Thereafter, a procedure similar to the Delphi technique [43] was used to assure face and content validity. In total, 22 professionals and researchers with experience in working with abuse of older people, intimate partner violence and in care services for people with dementia, as well as representatives from a women’s shelter for older people, were asked to rate the items in REAGERA-S20 and REAGERA-N concerning comprehensibility and relevance on a scale ranging from one to seven where seven indicated the highest level of comprehensibility and relevance. They were also asked to assess comprehensiveness of the instruments by suggesting whether more items covering areas of abuse not included in the initial set of questions should be added. The items were thereafter discussed and revised by the research group and the same professionals were asked to again provide their input. In the second round, 14 participants again rated the items for comprehensibility and relevance and the results were satisfactory with most participants rating the items at six or seven.
In the next step, cognitive interviews were performed with two people with dementia and two next of kin to people with dementia. In the cognitive interviews both think aloud technique and probing were used, i.e., participants were asked to answer the questionnaire while reasoning how they interpret the questions and in addition probing questions were asked about how the participant interpreted the items [1]. The procedure was used to assure comprehensibility and face validity of the items by end users. People with dementia had problems reasoning their thinking when answering the questions. Instead, they were asked to fill out the questionnaire and ask the interviewer if they had trouble understanding the items. If found to be hesitant, the interviewer also prompted participants to elaborate on reasons for hesitation. Overall, the items were well understood and the interviews only led to minor revisions of items.
Pilot study
In 2022, a pilot study testing the instruments as well as feasibility of the intended data collection procedure was carried out. Participants were recruited from two outpatient memory clinics in Sweden and were included in the study in pairs, i.e. a person with dementia and their next of kin. Inclusion criteria for participants were dementia diagnoses of mild to moderate stages. The degree of cognitive decline was assessed with the Global Deterioration Scale (GDS) [37]. The GDS assesses the severity of dementia and defines the different stages of cognitive decline on a scale from one (no cognitive decline) to seven (very severe cognitive decline). Stage four and five are roughly equivalent to mild dementia and moderate dementia, respectively. The GDS considers both the level of functional and cognitive decline [37]. Next of kin was a relative or close friend, well acquainted with the person with dementia. Most often, the next of kin was a partner but there was no specific requisite concerning the relationship. Exclusion criteria were dementia of severe degree, severe psychiatric illness or significant communication difficulties due to e.g. aphasia or not speaking Swedish which made it impossible to be interviewed. Eligibility to participate in the study was assessed by healthcare professionals working at memory clinics in conjunction with the researchers.
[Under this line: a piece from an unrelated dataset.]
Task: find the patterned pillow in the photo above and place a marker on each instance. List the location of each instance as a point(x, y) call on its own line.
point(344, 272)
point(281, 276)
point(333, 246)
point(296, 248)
In total, ten people with GDS score four and 14 people with GDS score five were included in the pilot study together with a next of kin. Participants attended the memory clinic for one research visit during which they separately filled out the instruments and thereafter were interviewed, first separately by two different researchers and then jointly, about possible abusive experiences. The interviews were recorded, transcribed verbatim and used as a gold standard to which the instruments were eventually assessed.
The content of all interviews was discussed at meetings with the research group and a consensus was reached for each participant as to whether they should be classified as exposed or non-exposed to AOP as well as exposed or non-exposed to abuse earlier in life. The WHO definition of AOP [44] was used as a reference for discussions and, if needed, the Centers for Disease Control and Prevention’s (CDC) more elaborate definition and core element concerning AOP [23] was also consulted. Most cases that were misclassified by the instruments were cases classified as negative by the instruments but classified as positive in the interview either for psychological AOP or abuse from earlier in life. Hence, there was a need to improve the sensitivity of the instruments concerning these aspects.
Revision of instruments
As a result of the pilot test, a continuing discussion with health and social care professionals and the simultaneous publication of an independent evaluation [19] of the original version of REAGERA-S [39] in social care, a substantial revision of the instruments was performed. In particular, the structure of the instruments was changed in two ways. 1) The life-course perspective originally used for all items was replaced by one part about abusive experiences during the past 12 months and another part about abusive experiences earlier in life. 2) A few introductory screening items to assess risk of abuse were included to limit the number of questions used for those with low risk of abuse.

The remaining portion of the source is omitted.